Red Deer Museum launches Canada 150 web site

Applications for grant funding being accepted until April 3rd

  • Mar. 2, 2017 4:07 p.m.
ORIGINAL VIEWS- Tanya Zuzak

ORIGINAL VIEWS- Tanya Zuzak

The Red Deer Museum + Art Gallery Executive Director Lorna Johnson gave an update to council on Canada 150 celebrations in the City last month.

A number of groups have received funding from Canadian Heritage.

The Discovery Canyon Water Park received a $500,000 grant for upgrades.

Canadian Heritage also approved funding for several other projects including ReThink Red Deer who got $23,000 for its Piper Creek Restoration Project; the MAG received $40,000 to commission Tim Van Horn’s Canadian mosaic; and the Red Deer Native Friendship Society received $48,000 for events celebrating Canada’s Indigenous culture.

The Red Deer and District Community Foundation is also accepting applications for grant funding.

Several Red Deer applicants were successful under the first – the Red Deer Symphony for its Great Canadian Songbook project, the Red Deer Native Friendship Society’s cultural conversations about 150, the Red Deer Watershed Alliance’s Earth Day event and Treehouse Youth Theatre’s new play The New Recruits.

Other groups to receive funding included the Golden Circle and the Mountain View Adult Learning Society.

The applications are due April 3rd.

Last month, the MAG launched its Canada 150 event web site, where community groups can submit their events commemorating the sesquicentennial.

“That will be an ongoing web site.

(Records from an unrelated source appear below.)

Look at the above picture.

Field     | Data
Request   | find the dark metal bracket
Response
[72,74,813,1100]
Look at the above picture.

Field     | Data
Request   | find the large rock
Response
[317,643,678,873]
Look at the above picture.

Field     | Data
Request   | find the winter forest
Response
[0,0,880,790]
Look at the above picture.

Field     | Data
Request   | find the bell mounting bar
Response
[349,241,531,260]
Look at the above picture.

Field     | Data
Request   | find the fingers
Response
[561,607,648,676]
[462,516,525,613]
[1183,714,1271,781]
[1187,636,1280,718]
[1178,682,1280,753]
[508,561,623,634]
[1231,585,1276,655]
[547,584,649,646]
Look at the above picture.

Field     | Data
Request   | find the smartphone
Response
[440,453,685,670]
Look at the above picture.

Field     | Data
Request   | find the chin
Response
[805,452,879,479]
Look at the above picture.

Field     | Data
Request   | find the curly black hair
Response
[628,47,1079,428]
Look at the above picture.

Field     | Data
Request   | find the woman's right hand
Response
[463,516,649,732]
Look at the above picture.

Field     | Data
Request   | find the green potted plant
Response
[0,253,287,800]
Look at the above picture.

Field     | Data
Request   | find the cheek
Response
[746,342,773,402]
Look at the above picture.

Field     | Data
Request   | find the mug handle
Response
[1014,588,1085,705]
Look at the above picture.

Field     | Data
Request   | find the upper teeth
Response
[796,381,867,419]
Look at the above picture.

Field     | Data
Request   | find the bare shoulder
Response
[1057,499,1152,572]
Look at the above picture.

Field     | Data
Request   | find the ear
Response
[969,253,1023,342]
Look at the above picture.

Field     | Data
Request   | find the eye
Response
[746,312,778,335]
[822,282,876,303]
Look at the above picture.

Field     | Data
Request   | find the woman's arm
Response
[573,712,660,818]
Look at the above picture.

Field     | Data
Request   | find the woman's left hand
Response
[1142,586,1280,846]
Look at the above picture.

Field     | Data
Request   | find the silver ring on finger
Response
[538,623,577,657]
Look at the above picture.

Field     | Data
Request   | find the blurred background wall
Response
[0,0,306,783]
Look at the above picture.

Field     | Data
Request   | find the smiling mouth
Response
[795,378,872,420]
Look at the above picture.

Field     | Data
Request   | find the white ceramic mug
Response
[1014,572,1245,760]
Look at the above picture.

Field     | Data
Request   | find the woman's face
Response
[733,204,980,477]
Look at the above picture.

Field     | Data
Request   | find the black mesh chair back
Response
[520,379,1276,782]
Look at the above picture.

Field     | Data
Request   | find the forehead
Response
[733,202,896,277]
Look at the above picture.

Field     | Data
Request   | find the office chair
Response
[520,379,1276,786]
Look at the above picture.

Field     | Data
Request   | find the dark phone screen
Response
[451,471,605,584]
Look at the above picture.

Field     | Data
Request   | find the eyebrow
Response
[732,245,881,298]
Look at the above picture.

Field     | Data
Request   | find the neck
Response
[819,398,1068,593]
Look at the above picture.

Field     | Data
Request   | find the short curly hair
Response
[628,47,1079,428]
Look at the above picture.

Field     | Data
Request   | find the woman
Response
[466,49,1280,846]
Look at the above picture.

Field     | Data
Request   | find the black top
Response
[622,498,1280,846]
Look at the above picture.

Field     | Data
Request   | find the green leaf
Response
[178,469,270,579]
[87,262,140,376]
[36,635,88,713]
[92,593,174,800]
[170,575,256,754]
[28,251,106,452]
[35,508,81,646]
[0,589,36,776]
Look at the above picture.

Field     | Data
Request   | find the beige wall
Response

People can send in their Canada 150 events and we will put them on the calendar,” Johnson said. “There’s just a lot of events so it’s to see who’s doing what and when or if there’s something you’d like to go to.”

Finally, local artist and photographer Van Horn spent Family Day shooting portraits in Red Deer. His pictures will be used in a photo mosaic that will be permanently installed on the south side of the museum building.

“For the last couple of years he’s been driving back and forth across Canada taking portraits of Canadians. He’s really passionate about the diversity of Canada. Then he’s been compiling these portraits into one of those mosaic murals,” Johnson said.

Each individual portrait is like a pixel of the larger image.

“His aim is to have 3,000 portraits of Red Deerians to go on the mural in addition to all of the thousands of portraits he’s got from all over the country,” Johnson said.

The mural will be unveiled the long August weekend on Heritage Day.